Und das macht eben eine Menge aus, da kannst du die Fakten so hinbiegen, dass sie bestens zu dem passen, was du eigentlich aussagen willst, auch wenns nicht stimmt.
Der US Sender FOX gehört auch zu so einem Verein, der gerne mal das so sendet, damit der Konkurrent richtig blöd da steht, obwohls eigentlich Banane war.


----------



## snej0478 (9. November 2011)

*AW: Weltweite Finanz/Währungskrise - USA/Europa/China - wo führt es hin, gibt es einen Ausweg?*



quantenslipstream schrieb:


> Und das macht eben eine Menge aus, da kannst du die Fakten so hinbiegen, dass sie bestens zu dem passen, was du eigentlich aussagen willst, auch wenns nicht stimmt.
> Der US Sender FOX gehört auch zu so einem Verein, der gerne mal das so sendet, damit der Konkurrent richtig blöd da steht, obwohls eigentlich Banane war.


 
Sehe ich auch so. Es wird halt so gedreht das am Ende das Volk das hört was es soll und dies entspricht halt (leider) immer "GANZ" der Wahrheit.
Lieber die Dinge So drehen wie mann es gerade bracht als das Gesicht zu verlieren.

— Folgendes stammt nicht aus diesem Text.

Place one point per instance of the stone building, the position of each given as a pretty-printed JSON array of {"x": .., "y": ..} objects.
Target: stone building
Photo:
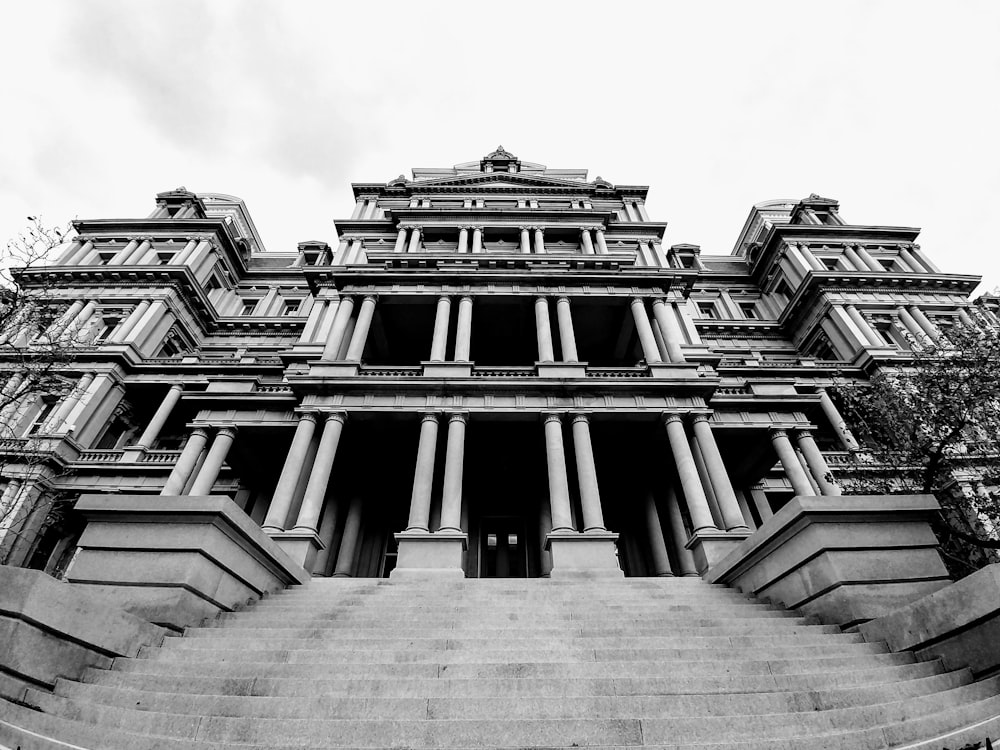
[{"x": 499, "y": 370}]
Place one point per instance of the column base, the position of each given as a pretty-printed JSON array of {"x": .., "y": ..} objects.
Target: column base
[
  {"x": 447, "y": 369},
  {"x": 301, "y": 545},
  {"x": 425, "y": 554},
  {"x": 587, "y": 555},
  {"x": 709, "y": 546},
  {"x": 561, "y": 369}
]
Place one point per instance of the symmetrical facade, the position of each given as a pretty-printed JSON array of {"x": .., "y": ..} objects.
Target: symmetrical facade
[{"x": 498, "y": 370}]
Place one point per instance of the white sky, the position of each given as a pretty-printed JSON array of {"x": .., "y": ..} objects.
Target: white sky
[{"x": 889, "y": 107}]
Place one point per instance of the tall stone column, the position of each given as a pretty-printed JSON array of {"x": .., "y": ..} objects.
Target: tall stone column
[
  {"x": 816, "y": 463},
  {"x": 360, "y": 337},
  {"x": 451, "y": 502},
  {"x": 423, "y": 476},
  {"x": 543, "y": 330},
  {"x": 539, "y": 241},
  {"x": 657, "y": 545},
  {"x": 687, "y": 473},
  {"x": 400, "y": 241},
  {"x": 602, "y": 243},
  {"x": 209, "y": 471},
  {"x": 555, "y": 461},
  {"x": 442, "y": 318},
  {"x": 586, "y": 470},
  {"x": 840, "y": 427},
  {"x": 319, "y": 477},
  {"x": 340, "y": 322},
  {"x": 650, "y": 351},
  {"x": 678, "y": 536},
  {"x": 728, "y": 504},
  {"x": 666, "y": 319},
  {"x": 161, "y": 416},
  {"x": 349, "y": 540},
  {"x": 415, "y": 238},
  {"x": 284, "y": 492},
  {"x": 186, "y": 462},
  {"x": 790, "y": 462},
  {"x": 567, "y": 337},
  {"x": 463, "y": 330}
]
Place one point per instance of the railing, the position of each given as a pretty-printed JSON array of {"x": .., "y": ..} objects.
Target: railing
[
  {"x": 503, "y": 372},
  {"x": 390, "y": 372}
]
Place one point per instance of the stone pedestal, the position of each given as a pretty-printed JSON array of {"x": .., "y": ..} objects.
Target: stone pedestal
[
  {"x": 447, "y": 369},
  {"x": 709, "y": 546},
  {"x": 583, "y": 555},
  {"x": 300, "y": 545},
  {"x": 846, "y": 559},
  {"x": 423, "y": 554},
  {"x": 177, "y": 560}
]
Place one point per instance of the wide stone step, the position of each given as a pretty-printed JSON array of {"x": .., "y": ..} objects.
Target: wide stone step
[
  {"x": 429, "y": 733},
  {"x": 485, "y": 687},
  {"x": 583, "y": 704}
]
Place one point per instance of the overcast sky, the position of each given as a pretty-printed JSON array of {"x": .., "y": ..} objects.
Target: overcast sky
[{"x": 889, "y": 107}]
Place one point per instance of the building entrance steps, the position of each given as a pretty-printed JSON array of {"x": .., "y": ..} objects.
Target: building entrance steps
[{"x": 656, "y": 663}]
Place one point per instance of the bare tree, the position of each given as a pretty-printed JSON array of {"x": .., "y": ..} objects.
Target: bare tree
[{"x": 933, "y": 424}]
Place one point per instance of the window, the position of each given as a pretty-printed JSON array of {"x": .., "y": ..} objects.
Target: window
[{"x": 707, "y": 310}]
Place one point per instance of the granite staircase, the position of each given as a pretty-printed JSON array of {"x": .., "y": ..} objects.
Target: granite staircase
[{"x": 669, "y": 662}]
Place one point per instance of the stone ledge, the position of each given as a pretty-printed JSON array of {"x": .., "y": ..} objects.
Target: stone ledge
[
  {"x": 50, "y": 629},
  {"x": 177, "y": 560},
  {"x": 845, "y": 559},
  {"x": 959, "y": 624}
]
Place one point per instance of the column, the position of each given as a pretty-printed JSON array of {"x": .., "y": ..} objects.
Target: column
[
  {"x": 423, "y": 476},
  {"x": 924, "y": 322},
  {"x": 186, "y": 462},
  {"x": 837, "y": 421},
  {"x": 790, "y": 462},
  {"x": 657, "y": 546},
  {"x": 415, "y": 233},
  {"x": 454, "y": 458},
  {"x": 360, "y": 336},
  {"x": 555, "y": 461},
  {"x": 349, "y": 541},
  {"x": 666, "y": 319},
  {"x": 602, "y": 244},
  {"x": 816, "y": 463},
  {"x": 539, "y": 241},
  {"x": 543, "y": 330},
  {"x": 340, "y": 323},
  {"x": 732, "y": 516},
  {"x": 687, "y": 472},
  {"x": 400, "y": 241},
  {"x": 213, "y": 461},
  {"x": 463, "y": 331},
  {"x": 864, "y": 327},
  {"x": 586, "y": 470},
  {"x": 567, "y": 337},
  {"x": 442, "y": 317},
  {"x": 649, "y": 349},
  {"x": 319, "y": 477},
  {"x": 866, "y": 257},
  {"x": 284, "y": 492},
  {"x": 678, "y": 536},
  {"x": 159, "y": 419}
]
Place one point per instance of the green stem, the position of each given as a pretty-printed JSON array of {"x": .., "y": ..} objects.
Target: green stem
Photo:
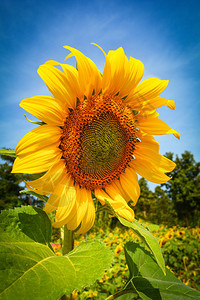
[
  {"x": 118, "y": 294},
  {"x": 67, "y": 240},
  {"x": 67, "y": 246}
]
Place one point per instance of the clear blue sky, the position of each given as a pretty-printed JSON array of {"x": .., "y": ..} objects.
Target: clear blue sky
[{"x": 164, "y": 35}]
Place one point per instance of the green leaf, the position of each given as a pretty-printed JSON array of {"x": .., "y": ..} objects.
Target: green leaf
[
  {"x": 35, "y": 122},
  {"x": 146, "y": 236},
  {"x": 149, "y": 281},
  {"x": 25, "y": 223},
  {"x": 32, "y": 271},
  {"x": 8, "y": 153},
  {"x": 41, "y": 197}
]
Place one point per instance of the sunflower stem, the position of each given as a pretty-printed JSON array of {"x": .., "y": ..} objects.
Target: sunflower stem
[
  {"x": 67, "y": 237},
  {"x": 67, "y": 240}
]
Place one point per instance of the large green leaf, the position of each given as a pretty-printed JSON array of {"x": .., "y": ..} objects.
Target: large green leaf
[
  {"x": 8, "y": 153},
  {"x": 149, "y": 281},
  {"x": 146, "y": 236},
  {"x": 25, "y": 223},
  {"x": 32, "y": 271}
]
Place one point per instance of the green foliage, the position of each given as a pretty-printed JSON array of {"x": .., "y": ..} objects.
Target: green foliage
[
  {"x": 31, "y": 270},
  {"x": 148, "y": 239},
  {"x": 181, "y": 251},
  {"x": 149, "y": 281},
  {"x": 26, "y": 224},
  {"x": 10, "y": 188},
  {"x": 184, "y": 188},
  {"x": 12, "y": 193},
  {"x": 116, "y": 277}
]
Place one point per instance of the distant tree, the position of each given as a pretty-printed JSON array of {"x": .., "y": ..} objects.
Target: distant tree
[
  {"x": 146, "y": 205},
  {"x": 165, "y": 211},
  {"x": 184, "y": 188},
  {"x": 11, "y": 185}
]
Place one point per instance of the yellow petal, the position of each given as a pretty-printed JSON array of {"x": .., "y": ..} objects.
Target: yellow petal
[
  {"x": 129, "y": 182},
  {"x": 37, "y": 162},
  {"x": 82, "y": 199},
  {"x": 89, "y": 75},
  {"x": 149, "y": 171},
  {"x": 58, "y": 85},
  {"x": 65, "y": 210},
  {"x": 45, "y": 108},
  {"x": 114, "y": 74},
  {"x": 62, "y": 198},
  {"x": 117, "y": 202},
  {"x": 46, "y": 184},
  {"x": 71, "y": 77},
  {"x": 148, "y": 141},
  {"x": 38, "y": 138},
  {"x": 156, "y": 126},
  {"x": 89, "y": 218},
  {"x": 147, "y": 89},
  {"x": 158, "y": 102}
]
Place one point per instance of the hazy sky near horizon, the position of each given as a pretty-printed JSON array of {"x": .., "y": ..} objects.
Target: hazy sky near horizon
[{"x": 164, "y": 35}]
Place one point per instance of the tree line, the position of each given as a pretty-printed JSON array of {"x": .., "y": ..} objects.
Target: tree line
[{"x": 174, "y": 202}]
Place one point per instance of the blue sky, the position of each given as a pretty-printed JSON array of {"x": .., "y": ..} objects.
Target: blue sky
[{"x": 164, "y": 35}]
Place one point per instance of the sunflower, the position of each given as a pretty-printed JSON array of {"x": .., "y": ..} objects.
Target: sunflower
[{"x": 95, "y": 138}]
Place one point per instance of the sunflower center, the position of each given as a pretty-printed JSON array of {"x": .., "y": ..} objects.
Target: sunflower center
[{"x": 98, "y": 141}]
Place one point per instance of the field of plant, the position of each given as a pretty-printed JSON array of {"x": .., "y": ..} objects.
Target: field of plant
[{"x": 180, "y": 247}]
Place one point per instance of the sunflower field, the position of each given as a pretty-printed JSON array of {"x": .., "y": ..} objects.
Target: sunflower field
[{"x": 180, "y": 247}]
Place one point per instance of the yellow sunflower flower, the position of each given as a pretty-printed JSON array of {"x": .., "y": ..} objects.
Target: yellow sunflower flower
[{"x": 97, "y": 137}]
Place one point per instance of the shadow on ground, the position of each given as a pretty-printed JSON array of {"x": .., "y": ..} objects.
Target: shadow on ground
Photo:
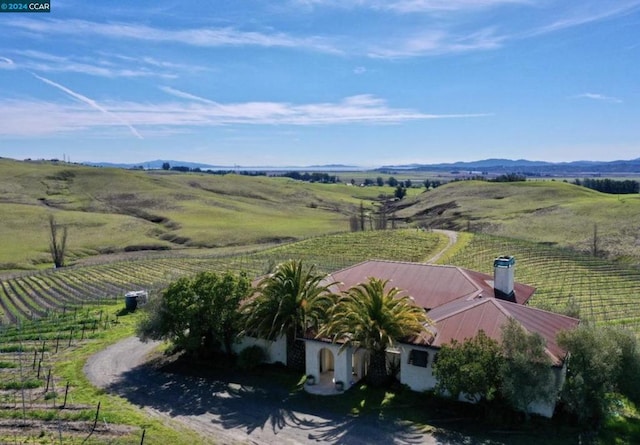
[
  {"x": 263, "y": 409},
  {"x": 251, "y": 403}
]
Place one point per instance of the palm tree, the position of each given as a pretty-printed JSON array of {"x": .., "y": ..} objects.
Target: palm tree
[
  {"x": 290, "y": 302},
  {"x": 368, "y": 317}
]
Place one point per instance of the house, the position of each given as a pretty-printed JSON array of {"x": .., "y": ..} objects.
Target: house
[{"x": 460, "y": 302}]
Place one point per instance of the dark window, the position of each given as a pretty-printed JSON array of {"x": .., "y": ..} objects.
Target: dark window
[{"x": 419, "y": 358}]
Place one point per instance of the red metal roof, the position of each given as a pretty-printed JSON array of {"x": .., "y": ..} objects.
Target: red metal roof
[
  {"x": 462, "y": 320},
  {"x": 430, "y": 285},
  {"x": 461, "y": 302}
]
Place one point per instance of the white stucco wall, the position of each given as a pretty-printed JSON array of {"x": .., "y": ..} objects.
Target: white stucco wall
[
  {"x": 416, "y": 377},
  {"x": 276, "y": 350},
  {"x": 342, "y": 361},
  {"x": 422, "y": 379}
]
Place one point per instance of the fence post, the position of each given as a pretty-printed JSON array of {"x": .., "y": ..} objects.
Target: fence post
[{"x": 66, "y": 393}]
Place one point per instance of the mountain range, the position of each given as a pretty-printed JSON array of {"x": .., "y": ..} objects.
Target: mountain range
[{"x": 485, "y": 166}]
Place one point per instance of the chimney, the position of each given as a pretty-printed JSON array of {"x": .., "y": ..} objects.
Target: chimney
[{"x": 503, "y": 277}]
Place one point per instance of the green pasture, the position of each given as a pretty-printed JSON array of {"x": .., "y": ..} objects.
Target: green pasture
[
  {"x": 110, "y": 210},
  {"x": 606, "y": 292},
  {"x": 61, "y": 352},
  {"x": 553, "y": 212}
]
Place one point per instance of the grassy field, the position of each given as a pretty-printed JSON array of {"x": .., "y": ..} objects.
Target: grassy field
[
  {"x": 112, "y": 210},
  {"x": 604, "y": 291},
  {"x": 45, "y": 397},
  {"x": 552, "y": 212},
  {"x": 108, "y": 211},
  {"x": 60, "y": 406}
]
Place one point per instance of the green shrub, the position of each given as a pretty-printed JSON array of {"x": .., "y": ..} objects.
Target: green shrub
[{"x": 251, "y": 357}]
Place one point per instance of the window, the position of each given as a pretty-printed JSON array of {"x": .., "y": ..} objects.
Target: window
[{"x": 419, "y": 358}]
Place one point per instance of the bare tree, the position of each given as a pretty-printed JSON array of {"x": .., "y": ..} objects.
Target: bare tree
[{"x": 57, "y": 246}]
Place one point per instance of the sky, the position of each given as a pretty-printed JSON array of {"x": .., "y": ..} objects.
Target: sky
[{"x": 315, "y": 82}]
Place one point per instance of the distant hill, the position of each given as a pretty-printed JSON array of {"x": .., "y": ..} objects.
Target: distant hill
[
  {"x": 157, "y": 165},
  {"x": 529, "y": 168},
  {"x": 485, "y": 166}
]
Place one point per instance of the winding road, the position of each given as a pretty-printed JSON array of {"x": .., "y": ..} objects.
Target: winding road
[{"x": 233, "y": 412}]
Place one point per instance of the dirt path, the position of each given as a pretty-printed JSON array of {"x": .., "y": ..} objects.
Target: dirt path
[
  {"x": 453, "y": 238},
  {"x": 234, "y": 413}
]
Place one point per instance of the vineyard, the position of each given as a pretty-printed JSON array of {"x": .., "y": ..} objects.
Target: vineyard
[
  {"x": 35, "y": 295},
  {"x": 38, "y": 403},
  {"x": 51, "y": 314},
  {"x": 606, "y": 292}
]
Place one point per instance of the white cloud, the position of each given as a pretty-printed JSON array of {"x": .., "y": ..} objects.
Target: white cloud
[
  {"x": 6, "y": 63},
  {"x": 32, "y": 118},
  {"x": 204, "y": 37},
  {"x": 92, "y": 103},
  {"x": 438, "y": 42},
  {"x": 598, "y": 97},
  {"x": 101, "y": 66},
  {"x": 409, "y": 6},
  {"x": 585, "y": 13}
]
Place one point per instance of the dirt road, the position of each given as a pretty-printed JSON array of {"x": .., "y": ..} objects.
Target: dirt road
[{"x": 234, "y": 413}]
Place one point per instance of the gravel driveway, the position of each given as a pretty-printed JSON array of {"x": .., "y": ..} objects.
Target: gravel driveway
[{"x": 232, "y": 413}]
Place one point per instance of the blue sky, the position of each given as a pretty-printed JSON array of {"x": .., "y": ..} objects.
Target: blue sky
[{"x": 303, "y": 82}]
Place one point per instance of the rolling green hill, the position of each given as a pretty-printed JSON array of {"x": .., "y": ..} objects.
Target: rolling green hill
[
  {"x": 112, "y": 210},
  {"x": 556, "y": 213}
]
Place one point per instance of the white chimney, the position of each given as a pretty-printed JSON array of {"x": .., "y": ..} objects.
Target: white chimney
[{"x": 503, "y": 276}]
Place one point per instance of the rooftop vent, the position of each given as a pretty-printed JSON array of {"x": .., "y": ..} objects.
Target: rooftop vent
[{"x": 503, "y": 277}]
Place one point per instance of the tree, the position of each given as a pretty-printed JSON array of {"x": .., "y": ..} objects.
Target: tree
[
  {"x": 601, "y": 361},
  {"x": 368, "y": 316},
  {"x": 526, "y": 370},
  {"x": 199, "y": 315},
  {"x": 291, "y": 301},
  {"x": 591, "y": 374},
  {"x": 57, "y": 246},
  {"x": 470, "y": 368}
]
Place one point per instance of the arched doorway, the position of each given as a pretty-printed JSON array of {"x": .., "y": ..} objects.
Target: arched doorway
[{"x": 326, "y": 362}]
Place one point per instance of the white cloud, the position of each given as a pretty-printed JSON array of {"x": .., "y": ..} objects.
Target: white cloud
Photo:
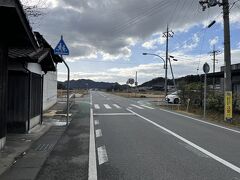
[
  {"x": 213, "y": 41},
  {"x": 193, "y": 43}
]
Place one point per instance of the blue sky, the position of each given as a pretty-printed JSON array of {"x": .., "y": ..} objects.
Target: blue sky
[{"x": 107, "y": 38}]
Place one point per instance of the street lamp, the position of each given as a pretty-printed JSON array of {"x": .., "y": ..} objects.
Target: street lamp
[{"x": 164, "y": 67}]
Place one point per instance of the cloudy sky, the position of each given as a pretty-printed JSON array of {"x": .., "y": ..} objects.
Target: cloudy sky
[{"x": 106, "y": 38}]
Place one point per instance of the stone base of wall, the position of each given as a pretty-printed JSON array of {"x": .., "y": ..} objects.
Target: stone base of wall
[{"x": 2, "y": 142}]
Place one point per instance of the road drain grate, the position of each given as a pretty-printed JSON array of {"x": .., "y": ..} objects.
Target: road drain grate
[{"x": 44, "y": 147}]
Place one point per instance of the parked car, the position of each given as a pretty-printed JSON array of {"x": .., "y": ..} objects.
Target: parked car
[{"x": 173, "y": 98}]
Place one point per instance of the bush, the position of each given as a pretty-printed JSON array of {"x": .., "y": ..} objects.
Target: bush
[{"x": 215, "y": 102}]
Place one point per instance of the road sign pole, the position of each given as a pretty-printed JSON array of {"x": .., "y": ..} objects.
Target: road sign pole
[
  {"x": 68, "y": 80},
  {"x": 61, "y": 49},
  {"x": 206, "y": 69},
  {"x": 205, "y": 95}
]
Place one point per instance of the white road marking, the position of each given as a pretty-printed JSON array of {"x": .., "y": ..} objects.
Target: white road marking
[
  {"x": 92, "y": 167},
  {"x": 102, "y": 95},
  {"x": 148, "y": 107},
  {"x": 213, "y": 156},
  {"x": 116, "y": 106},
  {"x": 96, "y": 106},
  {"x": 97, "y": 122},
  {"x": 107, "y": 106},
  {"x": 205, "y": 122},
  {"x": 113, "y": 114},
  {"x": 98, "y": 133},
  {"x": 102, "y": 155},
  {"x": 136, "y": 106}
]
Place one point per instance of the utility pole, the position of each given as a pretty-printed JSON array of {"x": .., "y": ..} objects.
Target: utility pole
[
  {"x": 136, "y": 84},
  {"x": 167, "y": 34},
  {"x": 214, "y": 53},
  {"x": 227, "y": 55}
]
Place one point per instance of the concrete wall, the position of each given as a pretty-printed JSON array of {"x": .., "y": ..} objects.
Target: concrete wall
[
  {"x": 35, "y": 68},
  {"x": 2, "y": 142},
  {"x": 49, "y": 90}
]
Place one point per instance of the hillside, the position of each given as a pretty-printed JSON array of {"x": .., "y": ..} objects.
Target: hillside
[{"x": 90, "y": 84}]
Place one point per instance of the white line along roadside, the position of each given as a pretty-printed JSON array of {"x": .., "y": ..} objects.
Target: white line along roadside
[
  {"x": 107, "y": 106},
  {"x": 205, "y": 122},
  {"x": 92, "y": 167},
  {"x": 136, "y": 106},
  {"x": 102, "y": 155},
  {"x": 213, "y": 156},
  {"x": 90, "y": 98},
  {"x": 113, "y": 114},
  {"x": 98, "y": 133}
]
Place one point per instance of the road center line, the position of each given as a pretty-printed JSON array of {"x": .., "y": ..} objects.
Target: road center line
[
  {"x": 96, "y": 106},
  {"x": 116, "y": 106},
  {"x": 205, "y": 122},
  {"x": 102, "y": 155},
  {"x": 96, "y": 122},
  {"x": 213, "y": 156},
  {"x": 136, "y": 106},
  {"x": 92, "y": 167}
]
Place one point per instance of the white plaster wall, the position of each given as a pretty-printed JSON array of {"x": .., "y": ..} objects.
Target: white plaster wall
[
  {"x": 49, "y": 90},
  {"x": 2, "y": 142}
]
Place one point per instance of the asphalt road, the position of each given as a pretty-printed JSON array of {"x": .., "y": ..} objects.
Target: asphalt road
[{"x": 137, "y": 141}]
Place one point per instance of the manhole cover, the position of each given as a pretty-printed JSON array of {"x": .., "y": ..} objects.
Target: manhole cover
[{"x": 44, "y": 147}]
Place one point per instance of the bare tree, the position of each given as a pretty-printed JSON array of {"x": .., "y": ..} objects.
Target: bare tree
[{"x": 35, "y": 10}]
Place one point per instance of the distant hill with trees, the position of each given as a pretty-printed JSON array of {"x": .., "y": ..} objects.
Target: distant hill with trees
[{"x": 90, "y": 84}]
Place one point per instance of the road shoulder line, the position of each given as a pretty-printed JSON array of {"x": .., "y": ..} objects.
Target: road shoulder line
[
  {"x": 92, "y": 166},
  {"x": 213, "y": 156},
  {"x": 205, "y": 122}
]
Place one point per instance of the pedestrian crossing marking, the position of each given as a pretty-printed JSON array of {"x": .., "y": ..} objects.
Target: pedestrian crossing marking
[
  {"x": 136, "y": 106},
  {"x": 96, "y": 122},
  {"x": 107, "y": 106}
]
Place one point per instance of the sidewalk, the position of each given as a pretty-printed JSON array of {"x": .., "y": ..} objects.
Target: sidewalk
[{"x": 24, "y": 154}]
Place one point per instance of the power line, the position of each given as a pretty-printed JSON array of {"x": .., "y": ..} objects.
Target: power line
[{"x": 147, "y": 13}]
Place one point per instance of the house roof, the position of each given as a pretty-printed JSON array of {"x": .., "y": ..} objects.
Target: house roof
[
  {"x": 23, "y": 44},
  {"x": 15, "y": 29}
]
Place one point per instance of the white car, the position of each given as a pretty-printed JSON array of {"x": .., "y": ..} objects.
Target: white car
[{"x": 173, "y": 98}]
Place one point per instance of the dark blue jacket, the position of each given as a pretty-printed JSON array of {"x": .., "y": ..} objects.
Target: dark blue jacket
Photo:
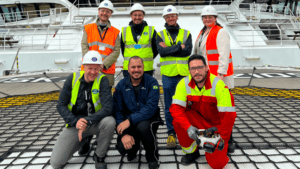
[{"x": 127, "y": 106}]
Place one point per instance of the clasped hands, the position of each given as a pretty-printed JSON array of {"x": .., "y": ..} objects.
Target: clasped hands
[{"x": 127, "y": 140}]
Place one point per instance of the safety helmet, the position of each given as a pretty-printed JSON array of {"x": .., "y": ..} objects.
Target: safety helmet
[
  {"x": 137, "y": 7},
  {"x": 107, "y": 4},
  {"x": 209, "y": 10},
  {"x": 169, "y": 9},
  {"x": 92, "y": 57}
]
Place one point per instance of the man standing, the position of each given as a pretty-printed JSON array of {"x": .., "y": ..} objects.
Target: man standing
[
  {"x": 138, "y": 39},
  {"x": 85, "y": 104},
  {"x": 104, "y": 38},
  {"x": 137, "y": 114},
  {"x": 202, "y": 101},
  {"x": 174, "y": 45}
]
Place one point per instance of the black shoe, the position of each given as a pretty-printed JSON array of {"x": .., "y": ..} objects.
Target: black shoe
[
  {"x": 99, "y": 162},
  {"x": 231, "y": 147},
  {"x": 190, "y": 158},
  {"x": 153, "y": 165},
  {"x": 132, "y": 158},
  {"x": 84, "y": 150}
]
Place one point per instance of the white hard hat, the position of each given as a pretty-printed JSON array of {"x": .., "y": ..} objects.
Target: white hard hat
[
  {"x": 92, "y": 57},
  {"x": 170, "y": 9},
  {"x": 137, "y": 7},
  {"x": 209, "y": 10},
  {"x": 107, "y": 4}
]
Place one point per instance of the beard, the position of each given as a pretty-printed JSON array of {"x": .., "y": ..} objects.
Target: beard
[
  {"x": 137, "y": 78},
  {"x": 202, "y": 80}
]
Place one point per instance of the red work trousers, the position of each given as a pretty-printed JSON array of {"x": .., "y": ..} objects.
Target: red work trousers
[{"x": 218, "y": 159}]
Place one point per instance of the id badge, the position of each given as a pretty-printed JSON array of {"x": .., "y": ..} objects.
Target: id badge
[
  {"x": 102, "y": 48},
  {"x": 137, "y": 46}
]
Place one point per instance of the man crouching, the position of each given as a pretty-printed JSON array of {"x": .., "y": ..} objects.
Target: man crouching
[
  {"x": 85, "y": 104},
  {"x": 137, "y": 113}
]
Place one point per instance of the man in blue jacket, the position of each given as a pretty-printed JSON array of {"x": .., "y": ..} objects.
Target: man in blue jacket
[{"x": 137, "y": 114}]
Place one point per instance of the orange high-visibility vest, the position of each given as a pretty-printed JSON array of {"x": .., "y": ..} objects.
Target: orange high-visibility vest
[
  {"x": 106, "y": 46},
  {"x": 212, "y": 52}
]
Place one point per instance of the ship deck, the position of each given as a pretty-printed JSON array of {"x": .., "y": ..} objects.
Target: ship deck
[{"x": 266, "y": 130}]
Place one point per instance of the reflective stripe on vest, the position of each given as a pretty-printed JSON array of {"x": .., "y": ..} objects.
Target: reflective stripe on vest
[
  {"x": 172, "y": 66},
  {"x": 108, "y": 43},
  {"x": 101, "y": 44},
  {"x": 190, "y": 149},
  {"x": 95, "y": 88},
  {"x": 143, "y": 48},
  {"x": 179, "y": 102}
]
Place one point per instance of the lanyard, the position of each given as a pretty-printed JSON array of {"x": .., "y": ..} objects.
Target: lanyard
[
  {"x": 170, "y": 38},
  {"x": 102, "y": 38}
]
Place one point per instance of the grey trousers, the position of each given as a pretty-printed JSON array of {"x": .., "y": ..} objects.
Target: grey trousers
[{"x": 68, "y": 142}]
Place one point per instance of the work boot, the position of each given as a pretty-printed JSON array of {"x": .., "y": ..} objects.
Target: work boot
[
  {"x": 171, "y": 142},
  {"x": 99, "y": 162},
  {"x": 190, "y": 158},
  {"x": 153, "y": 165},
  {"x": 231, "y": 147},
  {"x": 132, "y": 158},
  {"x": 86, "y": 147}
]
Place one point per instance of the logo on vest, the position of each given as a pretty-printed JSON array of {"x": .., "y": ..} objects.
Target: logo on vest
[
  {"x": 94, "y": 59},
  {"x": 95, "y": 91},
  {"x": 137, "y": 46}
]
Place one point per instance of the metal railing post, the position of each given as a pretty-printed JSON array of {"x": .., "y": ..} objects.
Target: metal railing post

Trotzdem ist es an der Zeit das Italien aufwacht.
Mir stellt sich nur die Frage wer hat dort dem Mumm die notwendigen Reformen durch zuziehen?????????????
Mir fällt keiner ein.

Hoffe nur das wir nicht noch mehr Staaten retten müssen. Bleibt nur abwarten


Tante Edith sagt: Unser Haushalt muss auch saniert werden, denn ein Leben auf Pump kann auf Dauer nicht gut gehen.


----------



## quantenslipstream (11. November 2011)

*AW: Weltweite Finanz/Währungskrise - USA/Europa/China - wo führt es hin, gibt es einen Ausweg?*

*Update*

Nach dem Rücktritt von Papandreou steht nun die neue Regierung in Griechenland.
Zum ersten Mal seit dem Ende der Militärdiktatur in den 70ern gibt es nun eine Kolatition unter der Führung von Lucas Papademos (Parteilos).
Sie besteht aus der sozialistischen Partei "Pasok" des Ex-Ministerpräsidenten Papandreou, den Konservatgiven der "Neo Dimokratia" und den Rechtsnationalisten von "Laos".
Dass ausgerechnet Rechtsnationalisten in der neuen Koalition beteiligt sind, ist wohl ein Zugeständnis daran, dass Papademos alle Parteien an den Reformen beteiligen will.
Das neue griechische Kabinett


----------



## ΔΣΛ (12. November 2011)

*AW: Weltweite Finanz/Währungskrise - USA/Europa/China - wo führt es hin, gibt es einen Ausweg?*

Ich freue mich ehrlich für Italien das Berlusconi bald weg ist !
Der war ja ein Witz auf ganzer Linie, und nicht gerade hilfreich vertrauen dem eigene Volk zu geben.
So einen wie er sieht man eigentlich nur bei den Diktatoren.
Italien brauch jetzt jemanden der nicht durch Skandale sondern durch Fachkompetenz glänzt das Italien nicht ein zweites Griechenland wird.
Ja sicher das ganze ist ob man Äpfel mit Birnen vergleicht aber dennoch kann Italien noch weiter an Glaubwürdigkeit verlieren.
Humoristisch ist es fast schon schade den die Politische Garde ist bald eine Lachnummer ärmer 

Das in Griechenland hätte ich nicht gedacht das es so schnelle geht, vielleicht ist die Not zu groß das man lange zaudert.
Glaubt ihr das es bei Griechenland jetzt spürbar bergauf geht, oder wird es so weitergehen wie schon unter Papandreou?
Ich glaube es wird genau so weitergehen, ändern wird sich höchstens Oberflächlich was.


----------



## SL55 (12. November 2011)

*AW: Weltweite Finanz/Währungskrise - USA/Europa/China - wo führt es hin, gibt es einen Ausweg?*



Triceratops schrieb:


> Das in Griechenland hätte ich nicht gedacht das es so schnelle geht, vielleicht ist die Not zu groß das man lange zaudert.
> Glaubt ihr das es bei Griechenland jetzt spürbar bergauf geht, oder wird es so weitergehen wie schon unter Papandreou?
> Ich glaube es wird genau so weitergehen, ändern wird sich höchstens Oberflächlich was.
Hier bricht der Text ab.